Tebutt loves to put foraged foods on his bill-of-fayre, not only does it help him to vary his menu on a regular basis he tells me, but you know exactly where it has come from, it’s as fresh as it can possibly be.
“I try to have a few seasonal wild foods always on the menu but you have to put them in language people can relate to easily,” he explains, “so sea beet becomes sea spinach and ramson is known by it’s common name, wild garlic.”
Tebutt, who moved to Wales to start a family, regularly goes foraging with his wife and children and believes foraged food’s appearance on restaurant menus is not just a passing fad. “As people become more concerned with where there food has come from and where it has been, they look for products they can rely on,” he tells me, “with foraged food you can literally say ‘I just picked it up over there’, it’s great.”
But it's a rural trend that could have an adverse effect on the environment.
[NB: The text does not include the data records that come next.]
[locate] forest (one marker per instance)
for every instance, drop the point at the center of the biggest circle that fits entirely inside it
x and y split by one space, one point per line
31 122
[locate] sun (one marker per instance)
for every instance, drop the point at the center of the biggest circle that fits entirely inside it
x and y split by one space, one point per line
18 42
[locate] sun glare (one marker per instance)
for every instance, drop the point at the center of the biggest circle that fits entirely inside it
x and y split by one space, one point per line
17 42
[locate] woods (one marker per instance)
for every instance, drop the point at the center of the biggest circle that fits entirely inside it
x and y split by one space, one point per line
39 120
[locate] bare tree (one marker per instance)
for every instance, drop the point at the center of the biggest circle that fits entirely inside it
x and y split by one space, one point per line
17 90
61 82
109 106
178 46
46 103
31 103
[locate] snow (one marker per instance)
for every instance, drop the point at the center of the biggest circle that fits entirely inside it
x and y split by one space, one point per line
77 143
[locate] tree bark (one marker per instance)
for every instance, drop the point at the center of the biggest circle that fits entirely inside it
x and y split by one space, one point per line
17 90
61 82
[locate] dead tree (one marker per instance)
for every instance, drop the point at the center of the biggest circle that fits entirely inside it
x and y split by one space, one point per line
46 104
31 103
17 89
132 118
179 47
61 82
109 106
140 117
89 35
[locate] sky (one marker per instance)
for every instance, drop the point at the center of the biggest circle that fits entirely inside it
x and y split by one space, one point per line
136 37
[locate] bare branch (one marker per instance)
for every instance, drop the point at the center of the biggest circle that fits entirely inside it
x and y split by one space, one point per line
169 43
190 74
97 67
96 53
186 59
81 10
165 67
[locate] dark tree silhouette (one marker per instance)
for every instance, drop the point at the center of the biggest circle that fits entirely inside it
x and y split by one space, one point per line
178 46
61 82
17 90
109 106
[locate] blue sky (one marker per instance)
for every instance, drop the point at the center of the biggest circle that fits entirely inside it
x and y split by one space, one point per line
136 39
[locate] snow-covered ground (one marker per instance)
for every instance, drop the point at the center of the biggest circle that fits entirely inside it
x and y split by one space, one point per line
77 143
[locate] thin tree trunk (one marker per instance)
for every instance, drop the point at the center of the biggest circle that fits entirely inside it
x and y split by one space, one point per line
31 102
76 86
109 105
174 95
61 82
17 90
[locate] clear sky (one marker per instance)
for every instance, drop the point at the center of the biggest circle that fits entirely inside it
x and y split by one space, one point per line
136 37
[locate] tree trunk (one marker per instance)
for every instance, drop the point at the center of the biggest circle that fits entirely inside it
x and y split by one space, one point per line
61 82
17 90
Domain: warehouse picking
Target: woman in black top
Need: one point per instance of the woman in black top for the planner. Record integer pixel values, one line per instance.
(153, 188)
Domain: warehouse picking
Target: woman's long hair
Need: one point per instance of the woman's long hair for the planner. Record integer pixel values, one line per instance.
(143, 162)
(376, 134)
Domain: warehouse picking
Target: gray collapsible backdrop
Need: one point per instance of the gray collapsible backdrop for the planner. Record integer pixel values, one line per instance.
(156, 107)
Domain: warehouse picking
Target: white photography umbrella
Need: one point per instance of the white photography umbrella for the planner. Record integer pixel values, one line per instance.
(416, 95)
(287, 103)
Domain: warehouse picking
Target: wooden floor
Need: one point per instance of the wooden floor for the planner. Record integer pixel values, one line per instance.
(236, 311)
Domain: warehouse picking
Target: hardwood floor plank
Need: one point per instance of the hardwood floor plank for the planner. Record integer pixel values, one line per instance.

Van Den Broucke is adamant that anyone attempting to forage must read up on the subject or attend a course with a forager. “It’s easy to destroy a crop of wild food by pulling something up by the roots or picking too much of it at the wrong time,” he warns, “you must respect the food and the places where it grows if you want your children, and their children, to have the opportunity to eat it.”
Of course not everyone can get to a wood or forest - if we could, our supplies would soon dwindle. A great alternative is to visit your local garden centre, many of which have an impressive stock of wild vegetable seeds that will introduce some unusual varieties to the dinner table. Across the country wild foods such as oyster mushrooms, wood sorrel and wild garlic are fast making their way on to restaurant menus. So, even committed urbanites can get a taste of these undomesticated foodstuffs, safe in the knowledge that they won’t be sinking their teeth into an unrecognised death-cap or chewing their way through inedible twinberries.
Foraging trips at the Foxhunter cost £110 - £125 per couple with an additional £35-45 for each extra person depending on whether you elect to include lunch, cooked by Matt Tebutt.
An overnight stay at the Foxhunter cottages costs £125 per night, with a two-day minimum stay at weekends.